Serves 4 (I doubled the recipe), adapted from Tyler Florence
1 1/2 lb thin-sliced chicken breasts
2 tbsp olive oil
4 oz prosciutto
10 oz sliced mushrooms
1/2 cup marsala wine
1/2 cup chicken broth
2 tbsp butter
1/4 cup parsley
3/4 lb pasta
1. Set up the water for the pasta and cook according to package directions. I used fresh whole wheat pasta from out local Italian deli, which was outstandingly fabulous.
2. In a bowl mix together a whole bunch of flour, salt, and pepper. Dredge the chicken in the flour mixture, shaking off any excess.
3. Heat the oil over medium-high flame. When hot, add the chicken, cooking for about 5 minutes per side or until golden and crispy. Remove to a plate and keep warm.

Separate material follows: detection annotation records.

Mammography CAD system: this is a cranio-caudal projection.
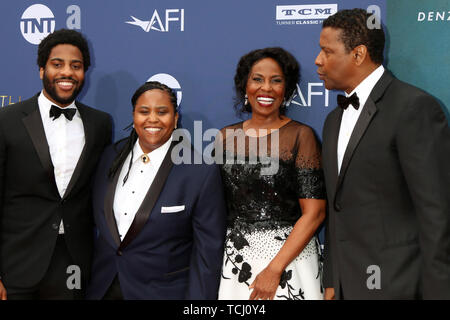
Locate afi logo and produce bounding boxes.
[125,9,184,32]
[20,4,81,44]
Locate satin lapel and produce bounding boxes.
[336,70,394,191]
[327,108,343,192]
[64,104,95,198]
[22,96,59,186]
[119,142,176,250]
[336,97,377,190]
[103,155,122,247]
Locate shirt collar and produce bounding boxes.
[345,65,384,110]
[38,90,77,114]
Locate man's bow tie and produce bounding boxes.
[50,105,77,121]
[337,92,359,110]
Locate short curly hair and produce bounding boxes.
[37,29,91,72]
[322,8,385,64]
[234,47,300,115]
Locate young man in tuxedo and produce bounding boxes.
[315,9,450,299]
[0,29,112,300]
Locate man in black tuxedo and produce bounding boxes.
[315,9,450,299]
[0,29,112,299]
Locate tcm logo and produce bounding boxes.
[125,9,184,32]
[147,73,183,106]
[20,4,81,44]
[277,4,337,20]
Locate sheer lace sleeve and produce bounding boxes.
[295,126,326,199]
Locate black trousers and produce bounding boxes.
[6,235,85,300]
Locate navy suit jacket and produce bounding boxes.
[88,142,226,299]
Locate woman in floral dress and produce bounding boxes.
[216,48,325,300]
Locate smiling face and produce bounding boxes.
[246,58,286,117]
[315,27,357,93]
[133,89,178,153]
[39,44,84,107]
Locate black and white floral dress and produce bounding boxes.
[216,120,325,300]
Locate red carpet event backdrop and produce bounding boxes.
[0,0,450,140]
[0,0,388,140]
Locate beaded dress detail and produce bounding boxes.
[216,120,326,300]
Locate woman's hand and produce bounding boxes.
[249,265,281,300]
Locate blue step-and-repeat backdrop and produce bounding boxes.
[0,0,386,140]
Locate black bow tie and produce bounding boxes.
[50,105,77,121]
[338,92,359,110]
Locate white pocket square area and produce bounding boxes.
[161,205,185,213]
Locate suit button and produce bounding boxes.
[334,203,342,212]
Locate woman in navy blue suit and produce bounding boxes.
[88,82,226,299]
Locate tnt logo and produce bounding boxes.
[20,4,55,44]
[147,73,183,106]
[20,4,81,44]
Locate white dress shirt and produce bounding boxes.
[113,137,172,241]
[337,65,384,173]
[38,92,85,234]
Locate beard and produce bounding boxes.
[42,72,84,105]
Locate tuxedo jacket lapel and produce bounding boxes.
[104,158,122,247]
[119,142,176,250]
[336,97,377,190]
[104,142,175,250]
[336,71,393,191]
[324,108,343,196]
[22,95,59,189]
[64,104,95,198]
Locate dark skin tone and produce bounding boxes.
[315,27,379,300]
[239,58,325,300]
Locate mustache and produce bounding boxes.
[53,77,79,84]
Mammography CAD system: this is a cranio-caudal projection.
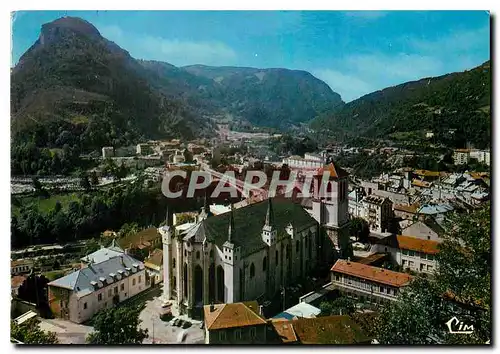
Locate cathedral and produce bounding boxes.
[159,164,349,317]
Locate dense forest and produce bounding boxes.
[311,61,491,148]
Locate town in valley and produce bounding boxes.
[10,11,492,345]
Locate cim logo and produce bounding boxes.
[446,317,474,334]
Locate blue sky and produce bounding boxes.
[12,11,490,102]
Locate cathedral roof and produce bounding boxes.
[183,198,316,257]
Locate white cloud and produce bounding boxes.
[408,26,490,53]
[313,53,443,102]
[97,25,237,66]
[98,25,124,42]
[313,26,490,102]
[312,69,376,102]
[142,37,237,65]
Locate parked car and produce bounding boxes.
[182,321,191,329]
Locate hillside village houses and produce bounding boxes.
[10,259,33,275]
[159,164,349,316]
[453,149,490,166]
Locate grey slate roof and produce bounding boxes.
[181,198,317,257]
[81,246,123,263]
[48,254,144,297]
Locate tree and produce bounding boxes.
[80,172,91,192]
[87,306,148,345]
[377,205,492,344]
[90,171,99,187]
[10,318,59,344]
[184,149,193,163]
[319,296,356,316]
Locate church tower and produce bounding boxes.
[159,207,174,303]
[313,162,350,262]
[222,204,241,304]
[262,198,276,247]
[198,192,212,222]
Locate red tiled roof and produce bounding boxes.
[331,259,412,287]
[397,235,439,254]
[317,162,349,178]
[203,301,267,330]
[10,275,26,289]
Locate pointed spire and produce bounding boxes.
[165,205,172,226]
[227,204,234,242]
[266,198,274,226]
[203,189,210,215]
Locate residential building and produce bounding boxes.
[48,252,148,323]
[102,146,115,159]
[396,235,439,273]
[272,302,321,320]
[203,301,268,344]
[10,259,33,275]
[401,218,444,242]
[280,316,372,345]
[453,149,470,165]
[331,259,412,304]
[10,275,27,297]
[393,203,420,220]
[362,195,393,233]
[348,187,364,218]
[136,143,153,156]
[283,154,325,169]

4. Lower the heat to medium and add the prosciutto, which has been cut into strips. Saute for 1 minute. Add the mushrooms and saute until their moisture has evaporated, about 5 minutes. Season with salt and pepper. Add the marsala and boil until the alcohol has cooked off. Add the stock and simmer for a minute to reduce a bit. Add the chicken back into the pan and simmer until heated through. Season with salt and pepper, garnish with parsley, and serve over the pasta.
I am submitting this to Tyler Florence Fridays!